Bacchanalian realism

Tue 18 Apr 2006 11:05 AM

An old line of thought, resurfacing in recent rumination:

In asking whether categories are real, the problem is sometimes posed in this way: Is the world really objectively divided into real kinds of things, or is it just facts about us (our languages, our cultures, our interests, the ways our minds are set up) that make us tend to divide it in one way rather than in any other?*

The question presupposes a dichotomy between two positions:

(1) Facts about us do not influence which categories should appear in our science, because there is some relatively small number of real kinds. One job of science is to figure out what those kinds are. Call this position realist monism.

(2) The world could be divided up in many different ways. Our science should describe kinds that reflect what we want, because there is no privileged list of correct kinds. Call this position anti-realist pluralism.

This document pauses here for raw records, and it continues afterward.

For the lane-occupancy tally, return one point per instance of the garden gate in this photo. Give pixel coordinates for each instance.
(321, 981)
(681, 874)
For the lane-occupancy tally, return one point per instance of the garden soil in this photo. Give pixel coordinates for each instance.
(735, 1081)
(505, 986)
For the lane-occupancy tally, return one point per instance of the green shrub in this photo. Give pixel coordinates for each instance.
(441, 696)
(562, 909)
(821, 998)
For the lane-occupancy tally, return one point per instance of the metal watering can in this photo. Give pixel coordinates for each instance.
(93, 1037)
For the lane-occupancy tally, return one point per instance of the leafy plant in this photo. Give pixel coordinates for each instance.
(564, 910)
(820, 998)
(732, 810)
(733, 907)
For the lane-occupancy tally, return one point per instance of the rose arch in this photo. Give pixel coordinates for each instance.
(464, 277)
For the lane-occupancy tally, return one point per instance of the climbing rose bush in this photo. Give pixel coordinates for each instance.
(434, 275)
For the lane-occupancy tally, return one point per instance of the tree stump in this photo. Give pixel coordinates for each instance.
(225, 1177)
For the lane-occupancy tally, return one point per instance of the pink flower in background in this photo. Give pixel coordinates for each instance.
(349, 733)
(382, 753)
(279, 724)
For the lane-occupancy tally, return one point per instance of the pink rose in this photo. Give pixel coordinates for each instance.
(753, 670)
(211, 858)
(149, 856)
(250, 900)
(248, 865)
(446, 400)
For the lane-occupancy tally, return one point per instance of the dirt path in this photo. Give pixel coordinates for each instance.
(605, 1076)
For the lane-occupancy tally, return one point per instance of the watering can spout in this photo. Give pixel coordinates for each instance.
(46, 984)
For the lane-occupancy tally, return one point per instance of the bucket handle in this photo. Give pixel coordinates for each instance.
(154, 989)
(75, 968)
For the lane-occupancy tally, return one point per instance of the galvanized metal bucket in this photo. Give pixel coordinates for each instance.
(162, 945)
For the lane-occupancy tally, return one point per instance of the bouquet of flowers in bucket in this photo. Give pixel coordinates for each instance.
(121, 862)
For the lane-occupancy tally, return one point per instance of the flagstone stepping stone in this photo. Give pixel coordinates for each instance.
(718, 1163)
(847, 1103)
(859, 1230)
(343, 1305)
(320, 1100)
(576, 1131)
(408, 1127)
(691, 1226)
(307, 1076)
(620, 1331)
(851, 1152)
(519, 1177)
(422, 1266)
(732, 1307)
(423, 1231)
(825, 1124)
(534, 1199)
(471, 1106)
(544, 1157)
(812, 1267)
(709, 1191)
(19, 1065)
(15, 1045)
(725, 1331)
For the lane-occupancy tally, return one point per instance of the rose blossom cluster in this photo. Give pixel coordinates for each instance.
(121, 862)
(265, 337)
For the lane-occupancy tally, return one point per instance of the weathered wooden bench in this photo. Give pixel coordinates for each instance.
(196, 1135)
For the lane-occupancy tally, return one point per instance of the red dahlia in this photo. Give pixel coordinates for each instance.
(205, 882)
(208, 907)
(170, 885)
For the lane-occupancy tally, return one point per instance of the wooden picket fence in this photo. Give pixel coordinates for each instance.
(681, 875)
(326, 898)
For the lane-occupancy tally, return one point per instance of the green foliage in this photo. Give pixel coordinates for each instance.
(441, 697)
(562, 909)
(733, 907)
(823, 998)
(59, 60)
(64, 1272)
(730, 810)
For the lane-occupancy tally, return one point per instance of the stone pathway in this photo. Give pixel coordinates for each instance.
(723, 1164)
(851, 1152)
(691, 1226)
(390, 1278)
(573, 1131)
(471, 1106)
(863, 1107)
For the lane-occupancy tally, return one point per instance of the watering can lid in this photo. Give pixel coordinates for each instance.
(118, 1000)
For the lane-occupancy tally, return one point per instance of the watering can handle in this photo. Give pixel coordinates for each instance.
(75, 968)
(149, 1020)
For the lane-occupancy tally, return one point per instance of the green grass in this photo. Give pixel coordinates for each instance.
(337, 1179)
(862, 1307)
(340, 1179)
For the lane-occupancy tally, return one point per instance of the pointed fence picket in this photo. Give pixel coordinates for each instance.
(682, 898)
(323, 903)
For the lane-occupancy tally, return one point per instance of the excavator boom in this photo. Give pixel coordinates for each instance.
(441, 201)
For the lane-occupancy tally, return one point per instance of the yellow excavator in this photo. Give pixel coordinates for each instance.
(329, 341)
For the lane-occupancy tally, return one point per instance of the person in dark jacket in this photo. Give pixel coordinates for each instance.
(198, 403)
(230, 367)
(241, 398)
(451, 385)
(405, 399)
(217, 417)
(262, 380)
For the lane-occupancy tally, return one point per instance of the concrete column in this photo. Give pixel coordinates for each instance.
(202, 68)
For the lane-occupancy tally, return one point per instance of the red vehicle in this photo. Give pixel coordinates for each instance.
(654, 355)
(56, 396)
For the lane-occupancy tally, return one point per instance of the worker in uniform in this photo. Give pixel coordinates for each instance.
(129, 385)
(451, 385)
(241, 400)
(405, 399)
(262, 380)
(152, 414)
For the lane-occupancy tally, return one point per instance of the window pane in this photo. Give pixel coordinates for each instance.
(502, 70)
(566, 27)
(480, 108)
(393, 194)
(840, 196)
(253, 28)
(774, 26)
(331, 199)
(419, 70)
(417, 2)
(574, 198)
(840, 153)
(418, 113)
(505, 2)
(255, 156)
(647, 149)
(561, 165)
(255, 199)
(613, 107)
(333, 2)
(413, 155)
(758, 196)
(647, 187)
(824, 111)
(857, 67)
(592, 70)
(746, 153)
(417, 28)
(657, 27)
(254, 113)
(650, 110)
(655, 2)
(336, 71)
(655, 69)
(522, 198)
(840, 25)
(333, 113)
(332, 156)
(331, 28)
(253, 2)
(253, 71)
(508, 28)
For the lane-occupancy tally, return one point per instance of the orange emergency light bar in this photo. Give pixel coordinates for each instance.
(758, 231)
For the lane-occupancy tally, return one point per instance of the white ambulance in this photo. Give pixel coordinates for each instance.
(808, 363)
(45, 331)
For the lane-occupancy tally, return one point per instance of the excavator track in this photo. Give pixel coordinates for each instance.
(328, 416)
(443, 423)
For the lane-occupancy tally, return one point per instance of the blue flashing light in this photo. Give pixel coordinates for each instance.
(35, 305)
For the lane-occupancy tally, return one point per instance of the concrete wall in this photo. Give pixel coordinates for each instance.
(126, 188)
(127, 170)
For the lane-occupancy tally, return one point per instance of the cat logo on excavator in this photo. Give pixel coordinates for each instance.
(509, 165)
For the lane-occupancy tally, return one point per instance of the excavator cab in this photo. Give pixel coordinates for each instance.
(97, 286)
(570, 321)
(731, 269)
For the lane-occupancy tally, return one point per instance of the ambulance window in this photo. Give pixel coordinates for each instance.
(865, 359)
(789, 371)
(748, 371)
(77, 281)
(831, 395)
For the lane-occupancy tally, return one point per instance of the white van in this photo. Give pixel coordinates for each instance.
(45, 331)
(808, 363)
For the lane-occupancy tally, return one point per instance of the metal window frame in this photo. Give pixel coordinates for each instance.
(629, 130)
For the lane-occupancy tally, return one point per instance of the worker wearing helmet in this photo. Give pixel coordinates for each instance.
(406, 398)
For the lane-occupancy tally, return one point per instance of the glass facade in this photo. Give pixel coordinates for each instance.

From the way I labeled these positions, it should be clear that I do not think that these are the only two options. One can readily construct two others:

(3) Anti-realist monism might seem like a weird position, but it is not so far from the idealist tradition. According to Kant, the kinds in the empirical world do depend on how are minds are set up. Yet there is a relatively constrained set of objective kinds. Kant insists that these are empirically real but transcendentally ideal-- which might just be a way of saying that he is an anti-realist monist about kinds.

(4) Realist pluralism has been argued for by a number of recent philosophers, although not by that name. John Dupre has argued that there is no privileged biological taxonomy. The kind 'fish' in the old sense of finned sea life is as real and out in the world as the modern kind 'fish'. Biologists distinguish species in several different ways, all of them marking real distinctions in nature. Cooks and gardeners distinguish species in ways that may not be useful for biological purposes but which are no less real.

Philip Kitcher argues that the world contains too many real kinds to represent in our science. There really are more things on Heaven and Earth! So our interests lead us to select one set of categories rather than one of the infinitely many others that we might select. Yet the truths about these categories are not determined by what we want or by facts about us. Once we adopt one meaning of 'fish' rather than another, the world determines which sentences about fish are true.

Suppose accept some variety of realist pluralism. How pluralist should it be?

To take an example I've used in lecture: Let 'liz' mean the front end of a lizard, and let 'ard' mean the back end of a lizard. Surely there are lizards out in the world, and most of them have front ends and back ends. So there are front ends of lizards and back ends of lizards out in the world. But are the categories liz and ard real?

Dupre coined the phrase promiscuous realism. It suggests a pluralism that embraces all the kinds you could imagine, even stupid ones with no plausible usage-- kinds like liz and ard. In a conversation at the last PSA, however, he suggested that he had nothing quite so extreme in mind. He only meant to include different biological kinds, along with non-scientific kinds used by gardeners, cooks, and so on. All of those kinds are practically useful and can be used to formulate regularities that we care about.

Kitcher seems committed to the reality of liz. He proposes an object, the career of which consists of the last decade of Bertrand Russell and the first decade of his dog Bertie. There is no decisive objection against the reality of this Bert-cum-Bert, but it does not count as a creature in our taxonomy. Moreover, there is no reason to adopt a taxonomy that would distinguish this gerrymandered monster. That is just about the categories we have decided to recognize however, not about whether there really is such a thing in the world.

Kitcher does not give a name to this position, but it is more promiscuous than Dupre's promiscuous realism. This is unfortunate, because there is no natural term for something that is more than promiscuous. Orgiastic realism? Many other jokes suggest themselves, but I leave them as an exercise for the reader.

* This formulation is a direct quote from Robert M. Martin's chatty textbook Scientific Thinking, p. 215.

Comments

from: Matt Brown

Sat 29 Apr 2006 09:53 PM

One might be able to make a principled, pragmatist distinction, here, to support Dupre's limits. "Real" kinds are the ones that result from any kind of actual purpose that we have. Or, in the Deweyan terminology, real kinds are the ones that we get as a product of actual inquiries. Useless dreams like Kitcher's may be hypothetical but not real kinds. This still allows for some promiscuity (because biologists, cooks, common sense, etc. may have different purposes/problems and come to different conclusions) without allowing in all the useless stuff.

At least, the line seems plausible, but maybe just because I'm in the midst of reading Dewey's Logic with Paul and some others at the moment.